# Best way to keep wireless network secure



## pjohnston440 (Sep 30, 2017)

Hey all,

I have a client with a small network at his retail business (1 file server/Windows 2012 & 10 client Windows 7 machines). He also has internet service but the internet is not connected to the network because he wanted NO chance that someone could hack into his network. I don't know if he is using a router from his ISP or bought his own. He will have an online store soon and needs a way to get an order file from the web server to his business network. Once the file is on his business network, we will create a process to consume the file and enter the orders into his system.

My question is: what are the safest ways to connect to the internet to keep his network safe? Firewall, vpn, etc?

Thank you,
Pete J.


----------



## GentleArrow (Aug 10, 2015)

"needs a way to get an order file from the web server to his business network"

Usually this is a database to database operation.

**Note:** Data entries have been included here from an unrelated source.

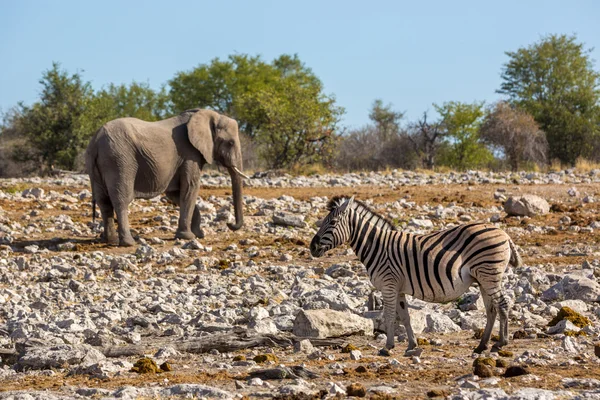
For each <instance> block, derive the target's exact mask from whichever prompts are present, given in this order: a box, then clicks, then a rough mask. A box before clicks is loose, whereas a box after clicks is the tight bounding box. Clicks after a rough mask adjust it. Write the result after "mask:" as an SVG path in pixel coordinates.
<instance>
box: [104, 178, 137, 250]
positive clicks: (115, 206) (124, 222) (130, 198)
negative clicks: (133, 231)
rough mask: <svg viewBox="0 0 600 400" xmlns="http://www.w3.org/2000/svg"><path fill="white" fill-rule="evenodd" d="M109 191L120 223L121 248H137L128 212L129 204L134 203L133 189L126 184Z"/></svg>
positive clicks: (120, 240)
mask: <svg viewBox="0 0 600 400" xmlns="http://www.w3.org/2000/svg"><path fill="white" fill-rule="evenodd" d="M132 181H133V180H132ZM109 190H110V200H111V202H112V204H113V207H114V208H115V212H116V213H117V220H118V221H119V229H118V232H119V246H135V240H133V236H131V231H130V230H129V215H128V212H127V208H128V207H129V203H131V202H132V201H133V187H131V188H128V187H127V185H125V184H117V185H115V187H113V188H111V189H109Z"/></svg>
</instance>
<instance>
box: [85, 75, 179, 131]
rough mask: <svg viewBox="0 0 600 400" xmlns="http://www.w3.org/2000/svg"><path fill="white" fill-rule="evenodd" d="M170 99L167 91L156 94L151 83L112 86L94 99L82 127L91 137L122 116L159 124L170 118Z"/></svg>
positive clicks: (89, 104)
mask: <svg viewBox="0 0 600 400" xmlns="http://www.w3.org/2000/svg"><path fill="white" fill-rule="evenodd" d="M167 110H168V96H167V93H166V90H165V88H164V87H163V88H161V90H160V91H158V92H156V91H154V90H153V89H152V88H151V87H150V85H148V84H147V83H138V82H132V83H131V84H129V85H125V84H122V85H114V84H112V83H111V84H110V85H108V86H107V87H106V88H103V89H101V90H99V91H98V92H97V93H95V94H94V96H92V98H91V99H90V101H89V102H88V104H87V107H86V110H85V113H84V114H83V115H82V116H81V118H80V120H79V127H80V129H81V130H82V131H83V132H87V133H88V135H89V136H91V135H92V134H93V133H94V132H95V131H97V130H98V129H99V128H100V127H101V126H102V125H103V124H104V123H106V122H108V121H111V120H113V119H116V118H121V117H133V118H139V119H142V120H144V121H158V120H160V119H163V118H165V117H168V116H169V114H168V111H167Z"/></svg>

As in the web server app's database sends the order data directly to the business database when then implements the order.

This means the internet needs to be connected to the business network via a firewall. You would only open/forward the ports needed by the database communication. We call this opening pinholes in the firewall.

Big question is is there a common data format the two databases can talk in for the transfer of the orders?

If you were thinking of doing this manually I can tell you that will be very short in time duration due to timeliness of orders and human error in the translation.


----------